Thursday, 21 November 2013

When your child isn't as nice as you'd always hoped.

Issy is NOT one of these I'm afraid.

I have a nasty feeling Issy may not always be a lovely child.

I don't think the situation is as dire as last year when I thought she called another child a name commonly given to a small sightless burrowing animal.   You can read that harrowing story here.

But sometimes she's not very nice.

Example 1.

Two weeks ago she came home with a new Beanie Boo.  Now a Beanie Boo (BB) is a smallish stuffed toy with freakishly large eyes. They are the current Kindy and Year 1 craze.  Girls and sometimes boys are frequently seen sitting in a circle, BB's in laps, discussing their various attributes, changing their names umpteen times and inventing role plays.

Sounds nice and lovely doesn't it?  Unless you:

a. Don't have one.
b. Have one but want two.
c. Have two but want three etc
d. Have a pink one but want a blue one.
e. Have a bear but want a dog/turtle/cat...
f.  Have one but left it at home.
g. Have one but your Mum stole it to wash it because it's disgusting.

In any of the above cases, playing with BB's is a cause for angst, agony and a lot of whinging at home.  So much that any existing BB's are at great risk of ending up in the bin.

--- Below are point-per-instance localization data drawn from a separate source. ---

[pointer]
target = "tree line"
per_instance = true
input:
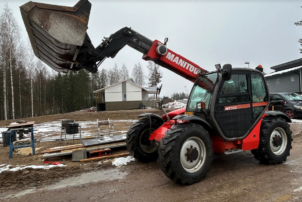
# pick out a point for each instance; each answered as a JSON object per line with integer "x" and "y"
{"x": 30, "y": 88}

Issy has one white (now a nasty grey) BB.  When she came home with another very similar BB (even down to the dirt) I was surprised.  She assured me her friend G had said she could have it for the whole night.  So the new BB slept over and went back to school the next day.

I had reason to be up at Issy's class that day and happened to see G.  I thanked her for letting Issy borrow her BB for the night.  G, who is not a shy child, said crossly to me.

"I DIDN'T say she could have it for the night.  I SAID she could just have it for the afternoon and she took it ANYWAY."

Oh dear.

I apologised profusely, said it would never happen again and confronted Issy that afternoon.  She looked suitably sheepish.  She said she would apologise the next day.  I reinforced the importance of listening to your friends and not just doing what you want all the time.

I don't think she listened.  I think as far as she's concerned, what she wants to do is right and fair and good and other people and their feelings are just pawns in her game of life.

Example 2.

It's mufti day at school.  She picked out a very conservative (for her) pair of flowery board shorts and a blue tshirt to wear.  She is very conscious of the sun safe rules after many, many arguments over tank tops and dresses when she was younger.  At the last minute, disgusted by my desire that she wear runners, she put on a pair of cowboy boots and a denim jacket.

You know, even at 6 years old, that kid knows how to rock an outfit.  After years of fashion fear and faux pas of my own I am totally enthralled by her ability to dress.

Up at school her good friend T was wearing a beautiful long stripy flowing dress.  Issy would have been jealous because it was beautiful, and exactly the kind of dress I would veto.  It really was beautiful.  The other thing she also noticed and announced to me in a loud voice was that it was a tank style and therefore not sun safe.  I told her it didn't matter and she wasn't say a word.

Of course she did.  As soon as my attention was diverted I saw her swan up to T, and say something.  T, who up until that point had been laughing and playing, visibly slumped.  Another friend took her hand and they went to sit near their bags.

Issy the biatch strikes again.  Goodness knows how she actually phrased it.  I dread to think.

You know that feeling when you've made an effort and you're feeling pretty, and someone says something totally deflating.  We've all felt it.  I just watched someone feel it.

Even at 6.  It's possible.


Looking at that smile, you wouldn't think it possible...

I am devo.

Over I went, grabbed her arm and took her straight to T and made her apologise.  T, who is quite spirited herself, took a while to come around.  But she is a good sport and they were friends again by the time they went upstairs.

I need to get across to Issy, that if you do that sort of stuff to people, after a while, they stop forgiving you.  They'll find a friend who builds them up not brings them down.  They'll find a mate who listens instead of ignoring their wishes.

She's only 6 and she has a good heart.  I really don't think she sees how hurtful she can be.  But she is so touchy herself when her siblings tease her.   A classic case of happy to dish but can't take.  

I'm her mum and I love her so, but if these are just two incidents I've seen, goodness knows what she's getting up to when I'm not there.
One thing I know, I had a tough time at school, and I'm not going to EVER let my child be the cause of another kid's tough time.  I can see some battles ahead.